Steel-nibbed pen by Esterbrook, in black plastic and Lucite, stamped in white letters The President—The White House, with original Esterbrook card box, marked "Humphry — HR7500 87293 P.L." Mounted with a Typed Letter Signed ("John F. Kennedy"), to Monsignor William J. Murphy, congratulating him on the centennial of St. Joseph's Church in Ashtabula, OH, 1p, 8vo, April 23, 1962. Also mounted with a photo portrait of Kennedy, matted and framed to an overall size of 535 x 677.
Provenance: John F. Kennedy; gift to Hubert Humphrey (1911-1978; Vice-President under Johnson Administration); William H. Perkins Collection; sold Camelot: 50 Years After Dallas, RR Auction, Boston, October 24, 2013, lot 15.

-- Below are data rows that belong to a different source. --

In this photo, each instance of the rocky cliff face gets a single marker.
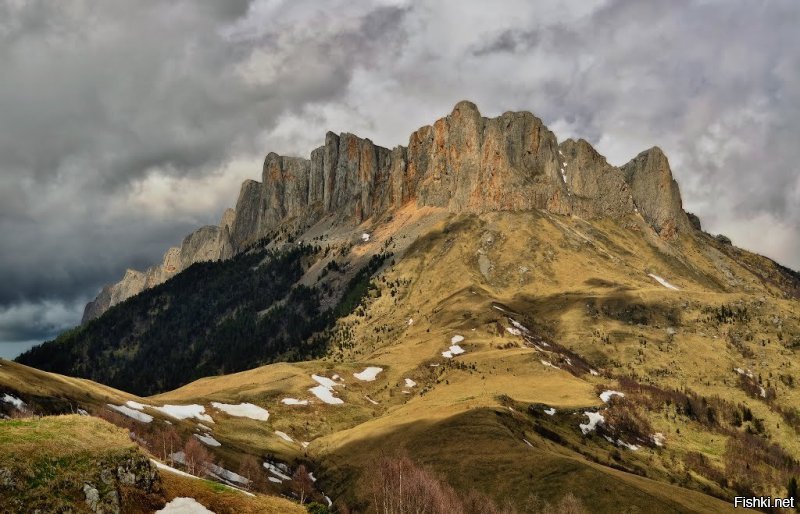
(204, 244)
(464, 162)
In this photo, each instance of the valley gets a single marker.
(532, 327)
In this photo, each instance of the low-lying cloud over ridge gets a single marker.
(125, 125)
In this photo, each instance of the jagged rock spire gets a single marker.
(464, 162)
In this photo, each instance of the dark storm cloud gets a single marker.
(125, 125)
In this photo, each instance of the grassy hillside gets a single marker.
(495, 335)
(81, 464)
(215, 317)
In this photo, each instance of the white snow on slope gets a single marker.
(13, 400)
(243, 410)
(182, 505)
(323, 381)
(606, 395)
(453, 351)
(208, 440)
(369, 374)
(135, 405)
(228, 475)
(284, 436)
(594, 419)
(185, 412)
(324, 391)
(629, 446)
(131, 413)
(164, 467)
(326, 395)
(663, 282)
(294, 401)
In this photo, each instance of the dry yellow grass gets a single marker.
(222, 500)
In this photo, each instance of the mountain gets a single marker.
(464, 162)
(507, 319)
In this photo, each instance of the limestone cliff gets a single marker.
(204, 244)
(464, 162)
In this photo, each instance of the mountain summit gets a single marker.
(464, 163)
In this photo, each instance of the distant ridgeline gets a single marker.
(463, 162)
(260, 287)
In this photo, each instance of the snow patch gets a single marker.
(131, 413)
(369, 374)
(594, 419)
(629, 446)
(164, 467)
(13, 400)
(663, 282)
(242, 410)
(606, 395)
(183, 505)
(294, 401)
(453, 351)
(284, 436)
(324, 391)
(185, 412)
(323, 381)
(227, 475)
(208, 440)
(135, 405)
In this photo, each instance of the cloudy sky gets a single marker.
(124, 125)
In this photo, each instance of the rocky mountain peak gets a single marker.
(656, 193)
(463, 162)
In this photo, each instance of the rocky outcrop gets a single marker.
(656, 193)
(464, 162)
(118, 481)
(207, 243)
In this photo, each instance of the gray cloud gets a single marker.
(124, 125)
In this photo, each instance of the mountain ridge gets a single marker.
(463, 162)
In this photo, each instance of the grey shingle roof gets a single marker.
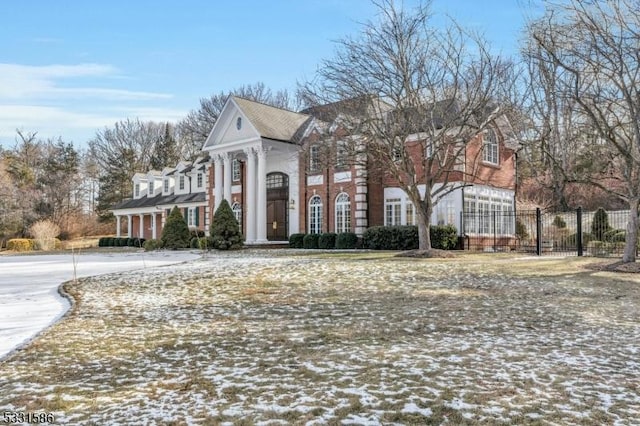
(271, 122)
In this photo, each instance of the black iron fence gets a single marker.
(578, 232)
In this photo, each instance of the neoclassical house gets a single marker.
(270, 165)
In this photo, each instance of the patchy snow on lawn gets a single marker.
(272, 337)
(29, 298)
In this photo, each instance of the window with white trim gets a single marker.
(315, 215)
(235, 170)
(392, 211)
(237, 212)
(490, 147)
(343, 213)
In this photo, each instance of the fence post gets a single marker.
(579, 231)
(538, 231)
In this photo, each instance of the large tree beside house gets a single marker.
(418, 97)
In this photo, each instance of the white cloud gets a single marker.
(22, 82)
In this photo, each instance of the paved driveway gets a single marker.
(29, 299)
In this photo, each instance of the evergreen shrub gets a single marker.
(175, 234)
(296, 240)
(225, 230)
(346, 240)
(327, 241)
(310, 241)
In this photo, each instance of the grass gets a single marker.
(270, 336)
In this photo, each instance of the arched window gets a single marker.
(490, 147)
(343, 213)
(315, 215)
(237, 212)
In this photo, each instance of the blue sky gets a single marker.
(71, 68)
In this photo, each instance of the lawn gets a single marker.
(283, 337)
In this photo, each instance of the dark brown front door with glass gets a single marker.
(277, 206)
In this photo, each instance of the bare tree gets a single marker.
(416, 97)
(594, 45)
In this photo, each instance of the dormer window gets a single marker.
(490, 148)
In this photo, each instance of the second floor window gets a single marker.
(490, 148)
(314, 158)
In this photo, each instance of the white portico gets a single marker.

THE PEN KENNEDY USED TO SIGN HR7500 ESTABLISHING THE PEACE CORPS, presented to Hubert Humphrey, who sponsored the House bill. The idea of a civilian Peace Corps as an instrument of spreading good will and American democratic ideology around the world was conceived and championed by United Auto Workers President Walter Reuther in the 1950s. He met with candidate Kennedy after the 1960 Democratic National Convention to convince him to make the idea part of his presidential platform. Kennedy signed the executive order that created the Peace Corps on March 1, 1961, and appointed Sargent Shriver as the Peace Corp's first director. The writing on the pen's box, possibly in the hand of a White House staff member, refers to the act's House bill number, and its sponsor in the House, Hubert Humphrey (here mis-spelled "Humphry)." Pen was originally housed in the collection of William H. Perkins, Jr. Perkins served on Presidential Inaugural Committees in 1961, 1965, 1969, and 1973. He was a lifelong lobbyist, first for Continental Casualty where he arranged the insurance coverage for President Kennedy's inauguration. In 1964, he was appointed by President Johnson as a member of the National Armed Forces Museum Advisory Board of the Smithsonian Institution; he was reappointed by Presidents Richard Nixon, Gerald R. Ford, Jimmy Carter, and Ronald Reagan.